Publié le 31 décembre 2010 par Irigoyen
Renégat, roman du temps nerveux, Reinhard Jirgl, traduit de l'allemand par Martine Rémon, éditions Quidam

On me demande souvent quel(s) livre(s) je retiens d'une année écoulée. La question est doublement difficile. D'abord, elle vous emmène sur un terrain glissant : celui des classements. Je commencerai à croire en leur vertu le jour où l'achat d'un livre ne sera plus lié aux conseils de mass media qui confortent trop souvent l'ordre établi, y compris « culturel ».
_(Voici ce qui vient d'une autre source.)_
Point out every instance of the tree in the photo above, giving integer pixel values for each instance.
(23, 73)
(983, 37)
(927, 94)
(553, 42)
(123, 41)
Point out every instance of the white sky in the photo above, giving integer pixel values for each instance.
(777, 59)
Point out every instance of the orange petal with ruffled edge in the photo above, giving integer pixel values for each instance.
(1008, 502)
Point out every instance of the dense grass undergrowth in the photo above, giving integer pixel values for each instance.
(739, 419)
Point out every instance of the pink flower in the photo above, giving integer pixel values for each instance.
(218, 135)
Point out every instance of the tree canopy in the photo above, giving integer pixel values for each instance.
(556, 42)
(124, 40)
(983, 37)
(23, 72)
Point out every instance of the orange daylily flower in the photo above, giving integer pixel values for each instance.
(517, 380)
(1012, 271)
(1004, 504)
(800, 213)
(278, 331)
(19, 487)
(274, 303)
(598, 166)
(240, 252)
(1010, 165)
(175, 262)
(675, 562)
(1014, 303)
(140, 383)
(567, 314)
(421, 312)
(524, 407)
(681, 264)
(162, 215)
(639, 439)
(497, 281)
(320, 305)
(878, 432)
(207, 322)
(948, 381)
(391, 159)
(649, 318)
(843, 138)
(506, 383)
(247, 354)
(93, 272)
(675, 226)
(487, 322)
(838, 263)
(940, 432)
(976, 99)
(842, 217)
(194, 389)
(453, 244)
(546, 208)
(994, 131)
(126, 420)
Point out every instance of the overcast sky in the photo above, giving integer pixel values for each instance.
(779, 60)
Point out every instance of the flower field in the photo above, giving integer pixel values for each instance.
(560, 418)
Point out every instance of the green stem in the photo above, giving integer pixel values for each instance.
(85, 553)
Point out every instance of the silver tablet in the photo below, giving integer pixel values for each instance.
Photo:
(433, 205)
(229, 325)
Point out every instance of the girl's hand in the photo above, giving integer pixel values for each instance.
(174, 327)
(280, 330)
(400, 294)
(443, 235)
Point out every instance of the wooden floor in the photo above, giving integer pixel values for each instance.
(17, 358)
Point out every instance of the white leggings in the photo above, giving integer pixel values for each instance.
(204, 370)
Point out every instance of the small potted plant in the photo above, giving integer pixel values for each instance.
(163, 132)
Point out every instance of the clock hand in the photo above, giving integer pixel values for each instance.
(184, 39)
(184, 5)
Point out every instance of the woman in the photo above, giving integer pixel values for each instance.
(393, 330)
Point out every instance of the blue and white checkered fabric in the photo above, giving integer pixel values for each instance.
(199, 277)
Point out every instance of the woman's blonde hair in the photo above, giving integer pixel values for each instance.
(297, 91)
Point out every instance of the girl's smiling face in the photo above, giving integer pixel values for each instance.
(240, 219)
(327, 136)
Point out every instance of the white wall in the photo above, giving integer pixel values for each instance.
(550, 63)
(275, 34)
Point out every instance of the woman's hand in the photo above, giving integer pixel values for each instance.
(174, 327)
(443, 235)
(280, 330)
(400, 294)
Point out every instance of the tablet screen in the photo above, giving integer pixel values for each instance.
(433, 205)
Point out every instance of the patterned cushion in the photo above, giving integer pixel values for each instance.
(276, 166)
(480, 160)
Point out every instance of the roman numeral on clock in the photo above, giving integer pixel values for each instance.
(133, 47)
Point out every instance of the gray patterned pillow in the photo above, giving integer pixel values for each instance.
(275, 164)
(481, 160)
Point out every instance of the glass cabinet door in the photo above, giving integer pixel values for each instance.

Comment choisir un seul ouvrage dans les plus de cent que je lis chaque année ? Comment en valoriser un alors que je ne suis pas sûr d'avoir eu en mains les romans les plus novateurs, les plus audacieux ? Et d'ailleurs, que signifient ces termes ? J'ai l'impression d'être assez éclectique dans mes choix mais je suis sûr que certains lecteurs de ce blog pourraient soutenir le contraire et conclure que je ne suis toujours attiré par une catégorie bien précise de livres.
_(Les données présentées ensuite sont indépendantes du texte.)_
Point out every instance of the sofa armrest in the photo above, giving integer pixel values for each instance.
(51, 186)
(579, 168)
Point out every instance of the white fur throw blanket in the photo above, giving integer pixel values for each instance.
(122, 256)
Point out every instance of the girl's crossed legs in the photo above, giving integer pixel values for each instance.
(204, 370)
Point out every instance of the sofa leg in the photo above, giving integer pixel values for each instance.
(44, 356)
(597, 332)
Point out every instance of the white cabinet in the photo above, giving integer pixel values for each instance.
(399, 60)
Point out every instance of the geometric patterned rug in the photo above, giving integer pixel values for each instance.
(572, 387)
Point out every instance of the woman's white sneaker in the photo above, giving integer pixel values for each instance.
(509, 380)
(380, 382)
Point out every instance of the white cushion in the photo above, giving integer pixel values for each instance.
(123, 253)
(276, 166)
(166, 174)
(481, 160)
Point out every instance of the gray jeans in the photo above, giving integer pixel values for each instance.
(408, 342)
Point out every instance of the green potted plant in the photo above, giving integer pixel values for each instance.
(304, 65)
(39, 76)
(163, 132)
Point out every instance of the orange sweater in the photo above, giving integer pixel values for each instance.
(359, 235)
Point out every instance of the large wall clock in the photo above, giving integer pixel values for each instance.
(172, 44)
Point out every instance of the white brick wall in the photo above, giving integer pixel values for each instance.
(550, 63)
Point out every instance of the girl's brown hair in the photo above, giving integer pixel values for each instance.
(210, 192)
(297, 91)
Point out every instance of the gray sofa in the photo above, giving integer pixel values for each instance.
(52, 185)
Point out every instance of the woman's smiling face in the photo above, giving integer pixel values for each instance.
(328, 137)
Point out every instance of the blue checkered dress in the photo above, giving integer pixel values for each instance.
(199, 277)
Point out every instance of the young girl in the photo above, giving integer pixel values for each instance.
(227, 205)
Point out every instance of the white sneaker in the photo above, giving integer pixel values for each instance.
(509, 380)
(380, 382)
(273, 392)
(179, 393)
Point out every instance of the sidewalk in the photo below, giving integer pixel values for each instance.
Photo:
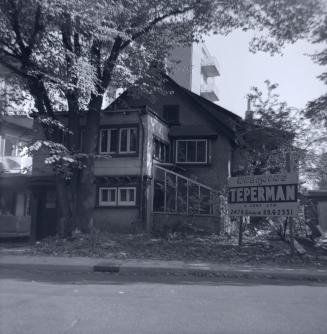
(161, 268)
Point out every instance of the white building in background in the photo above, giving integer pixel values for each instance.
(194, 68)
En cette fin d’année, je veux bien consentir à vous dire quel est le livre qui m'a le plus marqué cette année. Il s'agit du dernier opus de Reinhard Jirgl, « Renégat, roman du temps nerveux », traduit de l'allemand par Martine Rémon aux éditions Quidam. Voici un livre que j'aurais volontiers défendu dans l'émission « Jeux d'épreuves » sur France Culture si un chroniqueur n'avait pas eu l'idée avant moi. Le journalisme, c'est aussi une question de rapidité.
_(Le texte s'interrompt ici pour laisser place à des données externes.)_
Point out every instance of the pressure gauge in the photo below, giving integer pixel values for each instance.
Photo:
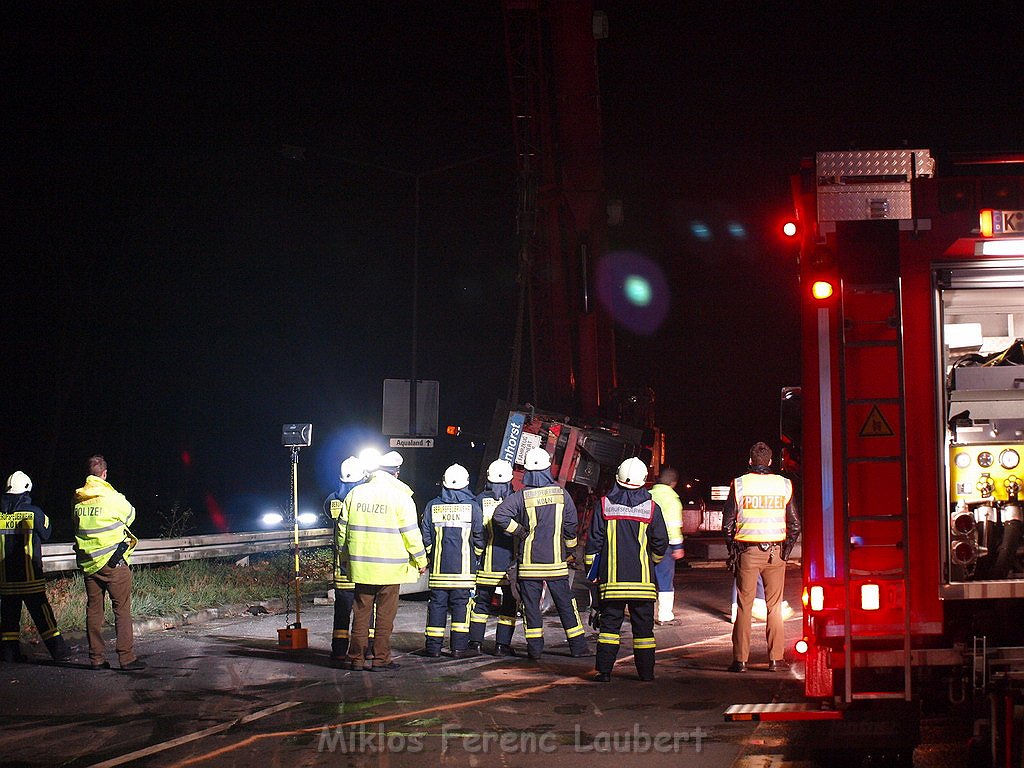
(1009, 459)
Renégat, roman du temps nerveux, Reinhard Jirgl, traduit de l'allemand par Martine Rémon, éditions Quidam

Drôle de titre dans lequel cohabitent trois termes qui sonnent agréablement à mes oreilles. Rappelons que le substantif « renégat » vient de l'italien rinnegato « qui a renié sa religion ». On peut lire positivement ce mot. Renier ses idées, ses opinions, sa patrie ou son parti est parfois nécessaire. Je pense qu'il ne s'agit pas nécessairement d'un acte de faiblesse. « Roman du temps nerveux » : j'apprécie cette référence aux bruits du monde, à sa vitesse, à l'intranquillité à laquelle il conduit certains humains. Ce titre pose donc une ambition : celle de raconter la dissonance croissante entre une époque et un de ses « sujets ».

Cette dissonance est évidente au premier coup d’œil. La langue choisie ressemble de très près à la nôtre. Mais ce français a été attaqué, tronçonné, maltraité - saluons le formidable travail de Martine Rémon -.

Toutalentour les hommes & leurs histoires, qui font main basse=sur moi é qui me terrifient. Je les enfermerai dans Monlivre. Car la peur est la prison des mots. Je m’avance vers eux et m’aventure dans un Paysage Inconnu.

Nous voici à Berlin dans une période allant de 1989 à 2001. Le roman met en scène deux protagonistes. Ils déambulent dans la ville si chère à Alfred Döblin, l'auteur, entre autre, de Berlin Alexanderplatz. Parfois, ces deux voix ne semblent faire qu'une. Elles rappellent celle, souvent détraquée, de Bardamu dans le Voyage au bout de la nuit.

Etrange graphie donc à laquelle s'ajoutent des renvois à d'autres pages du livre, comme des encadrés. Je n'avais jamais vu cela avant. La difficulté de lecture qui s'ensuit est passagère. La distorsion entre une écriture classique et celle-ci est déroutante. Comme il est agréable d'être dérangé.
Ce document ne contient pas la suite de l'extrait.